Direct to remove the '\n' from the fgets output if every line has '\n'

line[strlen(line) - 1] = '\0';

Otherwise:

void remove_newline_ch(char *line)
{
    int new_line = strlen(line) -1;
    if (line[new_line] == '\n')
        line[new_line] = '\0';
}

@Mike Mertsock 2013-06-30 01:37:18

Note it would be safer to use strnlen instead of strlen.

@Étienne 2013-11-19 23:12:08

A comment to the first answer in the question linked states "Note that strlen(), strcmp() and strdup() are safe. The 'n' alternatives give you additional functionality."

@M.M 2015-10-28 20:55:35

@esker no, it wouldn't. inserting an n does not magically increase safety, in this case it in fact would make the code more dangerous. Similarly with strncpy, a terribly unsafe function. The post you linked to is bad advice.

@alk 2017-06-17 09:55:58

This fails miserably for an empty string (""). Also strlen() returns size_t not int.

@Jean-François Fabre 2018-06-14 19:38:04

this is unsafe for an empty string, it will write at index -1. Don't use this.

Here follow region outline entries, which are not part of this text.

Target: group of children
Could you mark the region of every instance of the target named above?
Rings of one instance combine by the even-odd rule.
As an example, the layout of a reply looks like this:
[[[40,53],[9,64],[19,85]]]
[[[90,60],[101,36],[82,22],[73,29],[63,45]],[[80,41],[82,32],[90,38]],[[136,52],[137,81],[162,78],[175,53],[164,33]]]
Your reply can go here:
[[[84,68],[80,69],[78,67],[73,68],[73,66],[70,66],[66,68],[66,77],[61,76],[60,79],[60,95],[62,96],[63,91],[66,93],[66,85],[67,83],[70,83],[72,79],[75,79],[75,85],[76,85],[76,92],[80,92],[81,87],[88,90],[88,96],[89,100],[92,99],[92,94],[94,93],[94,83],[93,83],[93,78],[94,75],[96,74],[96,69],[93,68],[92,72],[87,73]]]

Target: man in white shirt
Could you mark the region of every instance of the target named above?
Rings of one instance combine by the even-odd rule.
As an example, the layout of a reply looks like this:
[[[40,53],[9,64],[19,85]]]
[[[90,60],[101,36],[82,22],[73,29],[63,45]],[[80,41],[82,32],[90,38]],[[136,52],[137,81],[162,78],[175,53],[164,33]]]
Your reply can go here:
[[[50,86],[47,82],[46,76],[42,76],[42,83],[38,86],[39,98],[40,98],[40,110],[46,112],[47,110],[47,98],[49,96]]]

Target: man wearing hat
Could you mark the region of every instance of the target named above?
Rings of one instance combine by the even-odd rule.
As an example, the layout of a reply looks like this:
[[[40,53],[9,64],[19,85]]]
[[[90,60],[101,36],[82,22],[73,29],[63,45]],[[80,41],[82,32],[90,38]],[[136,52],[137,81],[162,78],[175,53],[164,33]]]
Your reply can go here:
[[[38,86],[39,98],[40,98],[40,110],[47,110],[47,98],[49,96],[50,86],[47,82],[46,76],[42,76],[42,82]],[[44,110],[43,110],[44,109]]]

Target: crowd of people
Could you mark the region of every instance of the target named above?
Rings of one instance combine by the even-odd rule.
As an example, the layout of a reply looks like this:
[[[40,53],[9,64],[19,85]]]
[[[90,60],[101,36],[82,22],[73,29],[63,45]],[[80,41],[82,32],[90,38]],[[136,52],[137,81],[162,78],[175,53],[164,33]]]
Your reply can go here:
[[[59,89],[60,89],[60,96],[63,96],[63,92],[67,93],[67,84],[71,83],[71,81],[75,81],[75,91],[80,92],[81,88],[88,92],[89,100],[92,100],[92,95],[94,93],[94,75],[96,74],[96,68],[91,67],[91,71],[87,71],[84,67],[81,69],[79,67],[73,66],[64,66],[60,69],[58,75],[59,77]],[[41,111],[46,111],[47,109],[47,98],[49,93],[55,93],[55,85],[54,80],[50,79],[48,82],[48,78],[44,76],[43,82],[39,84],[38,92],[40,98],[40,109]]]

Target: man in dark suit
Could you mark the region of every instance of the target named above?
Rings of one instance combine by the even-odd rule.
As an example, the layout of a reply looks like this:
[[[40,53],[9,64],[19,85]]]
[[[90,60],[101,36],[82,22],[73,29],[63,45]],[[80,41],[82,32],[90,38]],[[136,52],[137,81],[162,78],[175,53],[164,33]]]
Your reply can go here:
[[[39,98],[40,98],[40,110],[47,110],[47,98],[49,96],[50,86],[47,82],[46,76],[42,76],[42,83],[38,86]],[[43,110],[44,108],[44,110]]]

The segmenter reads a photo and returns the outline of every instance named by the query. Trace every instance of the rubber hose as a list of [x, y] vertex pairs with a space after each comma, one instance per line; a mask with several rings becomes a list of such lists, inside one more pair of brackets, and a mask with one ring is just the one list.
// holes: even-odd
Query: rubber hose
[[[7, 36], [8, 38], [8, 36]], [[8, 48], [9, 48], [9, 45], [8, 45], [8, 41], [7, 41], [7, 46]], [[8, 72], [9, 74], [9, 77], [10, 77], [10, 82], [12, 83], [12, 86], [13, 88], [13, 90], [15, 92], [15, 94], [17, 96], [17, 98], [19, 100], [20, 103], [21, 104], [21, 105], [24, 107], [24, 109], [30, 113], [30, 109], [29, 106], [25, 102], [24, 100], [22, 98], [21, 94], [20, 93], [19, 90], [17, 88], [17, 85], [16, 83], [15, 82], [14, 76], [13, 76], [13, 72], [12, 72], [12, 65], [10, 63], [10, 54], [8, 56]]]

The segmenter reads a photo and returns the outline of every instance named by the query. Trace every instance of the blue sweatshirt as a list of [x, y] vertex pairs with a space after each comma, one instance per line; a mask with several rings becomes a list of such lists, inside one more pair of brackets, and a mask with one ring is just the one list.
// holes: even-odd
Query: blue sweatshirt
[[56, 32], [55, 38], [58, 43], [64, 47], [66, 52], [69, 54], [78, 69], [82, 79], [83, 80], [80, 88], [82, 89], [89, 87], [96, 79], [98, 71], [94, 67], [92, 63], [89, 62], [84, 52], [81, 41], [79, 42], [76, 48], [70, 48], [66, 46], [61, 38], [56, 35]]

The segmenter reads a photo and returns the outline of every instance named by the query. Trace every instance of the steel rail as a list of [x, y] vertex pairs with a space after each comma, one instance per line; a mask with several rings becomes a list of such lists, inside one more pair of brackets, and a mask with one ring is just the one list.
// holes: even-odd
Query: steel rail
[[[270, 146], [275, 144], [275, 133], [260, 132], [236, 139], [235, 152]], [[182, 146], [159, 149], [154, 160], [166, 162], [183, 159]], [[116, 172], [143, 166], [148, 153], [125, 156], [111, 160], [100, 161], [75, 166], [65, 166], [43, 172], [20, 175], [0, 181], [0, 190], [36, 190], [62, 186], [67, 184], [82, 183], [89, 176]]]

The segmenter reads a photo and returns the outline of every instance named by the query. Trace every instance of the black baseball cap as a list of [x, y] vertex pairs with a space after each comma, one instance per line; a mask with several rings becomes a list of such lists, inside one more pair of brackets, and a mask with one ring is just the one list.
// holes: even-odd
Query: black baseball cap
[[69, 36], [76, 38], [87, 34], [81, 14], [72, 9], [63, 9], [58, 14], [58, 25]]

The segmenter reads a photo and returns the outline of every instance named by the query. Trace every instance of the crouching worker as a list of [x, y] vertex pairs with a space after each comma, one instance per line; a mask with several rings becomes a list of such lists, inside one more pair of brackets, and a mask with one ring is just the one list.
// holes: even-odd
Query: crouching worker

@draebek 2010-04-22 19:30:18

char name[1024];
unsigned int len;

printf("Enter your name: ");
fflush(stdout);
if (fgets(name, sizeof(name), stdin) == NULL) {
    fprintf(stderr, "error reading name\n");
    exit(1);
}
len = strlen(name);
if (name[len - 1] == '\n')
    name[len - 1] = '\0';

@alk 2017-06-17 09:56:30

This fails miserably for an empty string (""). Also strlen() returns size_t not int.